Tous ces éléments placent pour l'instant la Corée du nord dans une position avantageuse. D'où son positionnement dans des conflits comme la guerre en Ukraine, où elle s'est clairement rangée du côté de l'envahisseur, en fournissant à la Russie de grandes quantités de munitions. La contrepartie n'est pas encore claire, mais il s'agit probablement de la fourniture de ressources énergétiques, bien plus utiles à la Corée du nord que des devises.
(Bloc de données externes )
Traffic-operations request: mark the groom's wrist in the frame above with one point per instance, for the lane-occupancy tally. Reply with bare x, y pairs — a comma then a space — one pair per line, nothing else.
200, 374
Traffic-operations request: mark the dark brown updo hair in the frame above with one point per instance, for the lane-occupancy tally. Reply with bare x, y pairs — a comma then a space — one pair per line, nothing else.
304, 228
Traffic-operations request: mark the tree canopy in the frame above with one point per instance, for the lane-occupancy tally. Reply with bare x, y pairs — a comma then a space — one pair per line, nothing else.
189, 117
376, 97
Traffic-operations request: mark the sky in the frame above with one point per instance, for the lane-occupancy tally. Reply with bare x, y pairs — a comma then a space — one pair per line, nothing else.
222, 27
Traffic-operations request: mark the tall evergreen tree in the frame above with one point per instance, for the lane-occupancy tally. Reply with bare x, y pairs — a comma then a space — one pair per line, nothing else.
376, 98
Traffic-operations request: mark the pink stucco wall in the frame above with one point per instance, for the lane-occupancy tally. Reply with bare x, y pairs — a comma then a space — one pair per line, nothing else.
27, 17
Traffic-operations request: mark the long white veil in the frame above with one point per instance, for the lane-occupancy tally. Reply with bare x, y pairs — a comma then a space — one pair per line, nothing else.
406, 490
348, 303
La réalité d'aujourd'hui est que le problème nord-coréen est entré dans une nouvelle phase, potentiellement dangereuse. Kim Jong-un s'est montré impitoyable et très intelligent : depuis plus de dix ans, il joue son va-tout, manipule habilement deux puissances mondiales à son avantage et adapte son régime et l'économie de son pays pour s'assurer un contrôle dynastique.
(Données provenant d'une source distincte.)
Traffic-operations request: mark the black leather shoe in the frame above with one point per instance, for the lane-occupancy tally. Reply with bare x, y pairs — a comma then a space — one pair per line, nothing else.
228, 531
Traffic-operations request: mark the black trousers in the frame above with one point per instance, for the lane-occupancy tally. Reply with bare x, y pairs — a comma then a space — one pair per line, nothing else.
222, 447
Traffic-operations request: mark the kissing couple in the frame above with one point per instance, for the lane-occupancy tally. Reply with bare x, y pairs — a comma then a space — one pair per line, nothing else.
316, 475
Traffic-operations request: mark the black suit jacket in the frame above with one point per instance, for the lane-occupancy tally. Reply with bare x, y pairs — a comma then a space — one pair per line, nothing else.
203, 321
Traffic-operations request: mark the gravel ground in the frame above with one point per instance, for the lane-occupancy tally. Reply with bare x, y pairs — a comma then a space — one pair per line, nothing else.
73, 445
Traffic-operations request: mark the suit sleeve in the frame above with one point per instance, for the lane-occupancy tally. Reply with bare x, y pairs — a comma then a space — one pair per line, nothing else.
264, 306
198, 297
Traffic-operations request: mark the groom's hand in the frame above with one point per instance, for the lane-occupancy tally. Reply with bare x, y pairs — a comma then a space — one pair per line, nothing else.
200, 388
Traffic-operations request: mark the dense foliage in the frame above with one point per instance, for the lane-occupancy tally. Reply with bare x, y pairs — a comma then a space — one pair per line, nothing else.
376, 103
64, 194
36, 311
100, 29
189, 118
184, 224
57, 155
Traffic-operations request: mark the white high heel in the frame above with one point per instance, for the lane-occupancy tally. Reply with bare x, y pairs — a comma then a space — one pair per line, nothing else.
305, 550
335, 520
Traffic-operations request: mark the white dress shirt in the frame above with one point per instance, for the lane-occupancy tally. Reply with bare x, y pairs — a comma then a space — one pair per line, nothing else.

Sur le plan nucléaire, il s'est non seulement contenté de pouvoir frapper les États-Unis avec des armes nucléaires, mais il s'efforce désormais de développer une capacité de "seconde réponse" afin de prévenir les frappes préventives contre son programme d'armement nucléaire ou tout autre programme d'armement. Cela mettrait le pays sur un pied d'égalité avec les principales puissances nucléaires du monde, augmentant ainsi de manière exponentielle sa capacité de dissuasion.
Parallèlement à sa capacité nucléaire, la Corée du nord possède une énorme capacité de dissuasion conventionnelle, basée principalement sur son artillerie à longue portée. L'option de la guerre contre Pyongyang est donc tout simplement inacceptable. Une simple riposte conventionnelle contre Séoul, qui se trouve à portée de l'artillerie nord-coréenne, ferait des milliers de morts et de blessés, tout en dévastant l'un des principaux centres économiques du monde. Et c'est précisément la clé de la situation actuelle. Le poids économique de la Corée et son rôle de centre de production technologique mondial font qu'aucune option qui mettrait en péril sa capacité de production ne peut être envisagée. Les effets sur l'économie mondiale seraient énormes et personne ne veut affronter ce spectre.

Kim Jong-un est trop intelligent pour penser que la réunification des deux Corées, évidemment sous son régime, est impossible. Cependant, il est parfaitement conscient de la situation sur l'échiquier géopolitique mondial, et il continuera à l'utiliser pour faire le plus de profit possible, d'une part, et, d'autre part, pour faire progresser sa capacité de dissuasion et assurer ainsi son maintien au pouvoir et celui de son peuple, ainsi que la continuité du régime à n'importe quel prix. La situation actuelle montre que le régime est beaucoup plus rationnel que nous ne voulons le croire, mais qu'il est de plus en plus dangereux, car il se sent plus en sécurité qu'il ne l'a peut-être jamais été au cours des dernières décennies.